NOTE: You must make sure that your callbacks are able to return quickly, because having slow callbacks will result in degraded cache performance (because the cache invokes your callbacks synchronously). The reason why we do this synchronously (and not invoke callbacks in a separate goroutine ourselves) is because we want to give users the flexibility to do that themselves. Hard-coding in a `go ...` invocation in our callback call sites would risk unnecessarily costing performance if the callbacks themselves are already optimized to return quickly.
type EventCallback ¶
type EventCallback func(key interface{})
EventCallback is similar to simplelru.EvictCallback, except that it doesn't take a value argument.
type LRUCache ¶
LRUCache is the actual concurrent non-blocking cache.
func NewLRUCache ¶
NewLRUCache returns a new LRUCache with a given size (number of elements). The forcedEvictionsCallback is a function that is called when an eviction occurs in the underlying cache.
func (*LRUCache) GetOrAdd ¶
func (lruCache *LRUCache) GetOrAdd( key interface{}, valConstructor ValConstructor) (interface{}, bool, error)

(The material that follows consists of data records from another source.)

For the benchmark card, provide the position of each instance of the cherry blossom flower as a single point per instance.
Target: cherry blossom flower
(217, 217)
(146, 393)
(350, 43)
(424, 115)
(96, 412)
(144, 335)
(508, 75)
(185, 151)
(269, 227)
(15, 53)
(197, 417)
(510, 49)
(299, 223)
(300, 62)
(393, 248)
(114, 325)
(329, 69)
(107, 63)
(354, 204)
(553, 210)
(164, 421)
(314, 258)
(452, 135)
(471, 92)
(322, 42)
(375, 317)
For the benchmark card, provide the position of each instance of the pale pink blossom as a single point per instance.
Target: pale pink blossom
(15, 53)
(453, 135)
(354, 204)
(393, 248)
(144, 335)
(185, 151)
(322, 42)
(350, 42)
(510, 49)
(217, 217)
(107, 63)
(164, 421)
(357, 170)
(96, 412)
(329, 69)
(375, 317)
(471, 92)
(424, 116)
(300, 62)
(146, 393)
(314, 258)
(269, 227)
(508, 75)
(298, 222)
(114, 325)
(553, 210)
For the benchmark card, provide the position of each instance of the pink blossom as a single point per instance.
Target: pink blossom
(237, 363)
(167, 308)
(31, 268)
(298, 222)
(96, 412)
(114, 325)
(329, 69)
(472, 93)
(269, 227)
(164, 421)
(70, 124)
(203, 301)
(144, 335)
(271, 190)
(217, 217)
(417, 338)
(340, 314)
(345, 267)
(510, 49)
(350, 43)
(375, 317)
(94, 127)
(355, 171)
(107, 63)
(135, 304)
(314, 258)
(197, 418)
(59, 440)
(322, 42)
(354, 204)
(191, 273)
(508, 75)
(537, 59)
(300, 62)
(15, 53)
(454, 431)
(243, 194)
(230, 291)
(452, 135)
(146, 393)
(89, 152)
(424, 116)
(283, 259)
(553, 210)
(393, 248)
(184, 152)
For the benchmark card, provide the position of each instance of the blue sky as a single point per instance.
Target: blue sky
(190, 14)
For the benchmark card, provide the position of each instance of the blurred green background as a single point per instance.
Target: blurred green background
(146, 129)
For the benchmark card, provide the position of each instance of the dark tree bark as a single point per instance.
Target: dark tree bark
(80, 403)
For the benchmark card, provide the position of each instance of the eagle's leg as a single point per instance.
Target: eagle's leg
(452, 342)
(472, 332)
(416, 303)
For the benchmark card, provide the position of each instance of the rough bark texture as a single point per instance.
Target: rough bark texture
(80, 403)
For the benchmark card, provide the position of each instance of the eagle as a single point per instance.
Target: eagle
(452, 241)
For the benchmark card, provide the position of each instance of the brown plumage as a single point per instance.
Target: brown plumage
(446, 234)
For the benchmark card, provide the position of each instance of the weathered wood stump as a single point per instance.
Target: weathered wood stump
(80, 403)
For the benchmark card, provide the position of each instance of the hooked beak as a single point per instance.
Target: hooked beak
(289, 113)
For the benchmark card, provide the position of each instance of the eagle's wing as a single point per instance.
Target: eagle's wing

GetOrAdd tries to use a cache if it is available to get a Value. It is assumed that Value is expensive to construct from scratch, which is the reason why we try to use the cache in the first place. If we do end up constructing a Value from scratch, we store it into the cache with a corresponding key, so that we can look up the Value with just the key in the future.
This cache is resistant to cache stampedes because it uses a duplicate suppression strategy. This is also called request coalescing.
type Promise ¶
type Promise struct {
// contains filtered or unexported fields
}
Promise is a wrapper around cache value construction; it is used to synchronize the to-be-cached value between the first thread that undergoes a cache miss and subsequent threads that attempt to look up the same cache entry (cache hit). When the Promise is resolved (when the "valConstructionPending" channel is closed), the value is ready for concurrent reads.
type ValConstructor ¶
type ValConstructor func() (interface{}, error)
ValConstructor is used to construct a value. The assumption is that this ValConstructor is expensive to compute, and that we need to memoize it via the LRUCache. The raw values of a cache are only constructed after a cache miss (and only the first cache miss). Using this type allows us to use any arbitrary function whose resulting value needs to be memoized (saved in the cache). This type also allows us to delay running the expensive computation until we actually need it (after a cache miss).